Art of Doubt finds Haines grappling with the intersection of challenges which we all face in the heightened reality and dystopia of today's world. It is an album of juxtapositions, heard in both Haines' vocals (from high and soaring to strangled yells) and it's subject matter — statements of overconfidence set against blunt vulnerability — and the album's sonics, from bare bones synths to explosive, four-piece rock.
 
One of the record's most infectious tracks, "Die Happy," which features a "disco" chorus, raises questions of what is the "right" way to live one's life in a society where opulence, overconfidence and narcissism are celebrated.
 
"Are you supposed to go tearing into public life," Haines laughs, "guns blazing, proclaiming your views and assigning influence to people? Or, by contrast, if that's not your style and not who you feel comfortable with and not who you are, are you then someone who's just put your head in the sand? Are we allowed to just live our own lives?"
 
In contrast to her second solo album, Choir of the Mind, released last year, which was an inward exploration of uncertainty, Haines took on more of an observational role with Art of Doubt, yet still centres it within her own experiences.
 
"I get it's important to feel like you can push yourself back out into the world and take a look at what's going on. I mean, there has been a sense of trying to navigate how exactly do we do what we should as citizens of the world, in terms of reacting to what's happening around us politically, and in terms of climate change, and socially, and all of the ways. And then at the same time, how to protect your sanity and your sense of purpose.
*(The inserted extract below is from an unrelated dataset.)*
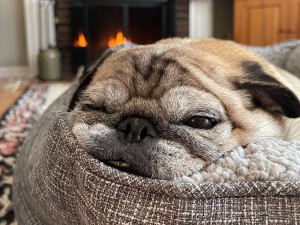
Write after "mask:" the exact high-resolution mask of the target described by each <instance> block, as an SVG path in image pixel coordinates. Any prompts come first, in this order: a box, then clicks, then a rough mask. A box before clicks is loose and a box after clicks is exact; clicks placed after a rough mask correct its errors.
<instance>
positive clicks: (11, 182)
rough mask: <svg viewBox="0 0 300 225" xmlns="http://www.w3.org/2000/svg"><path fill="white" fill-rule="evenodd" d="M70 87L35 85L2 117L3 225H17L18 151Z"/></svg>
mask: <svg viewBox="0 0 300 225" xmlns="http://www.w3.org/2000/svg"><path fill="white" fill-rule="evenodd" d="M53 86H54V85H53ZM67 87H68V85H64V87H60V88H57V85H56V86H55V88H53V87H51V86H50V85H46V84H33V85H31V86H30V87H29V88H28V89H27V90H26V91H25V92H24V94H23V95H22V96H21V97H20V98H19V99H18V100H17V101H16V103H15V104H14V105H13V106H12V107H11V108H10V109H9V110H8V111H7V112H6V113H5V114H4V115H3V116H2V118H0V225H16V224H17V223H16V221H15V217H14V211H13V204H12V201H11V199H12V182H13V171H14V168H15V161H16V157H17V155H18V150H19V148H20V146H21V145H22V142H23V141H24V139H25V137H26V135H27V133H28V131H29V130H30V129H31V127H32V125H33V124H34V123H35V122H36V121H37V120H38V118H39V117H40V116H41V114H42V113H43V111H44V110H45V109H46V108H47V106H48V105H49V104H51V102H52V101H53V100H54V99H55V98H56V97H57V96H58V95H59V94H61V93H62V92H63V91H64V90H65V89H66V88H67Z"/></svg>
Value your life just as you, and the progress you can make.
 
"I feel like this record is — for the work that I've spent my life doing — it feels like a representation of it," Haines reflects. "The feeling is at the origins of this music, and the instrumentation — it's all coming from these four people and nobody else."
 
She recalls witnessing Iggy and the Stooges perform at Desert Daze last year, and the way that performance invigorated her, reminding her of what Metric are capable of: "If it works, we get to exist in this other dimension. There is no such thing as age, there is no such thing as time. If we're doing it right, it shouldn't matter when you come to a show or when you find a band, we should be embodying that the entirety of that time."
 
Art of Doubt comes out September 21 on MMI/Universal.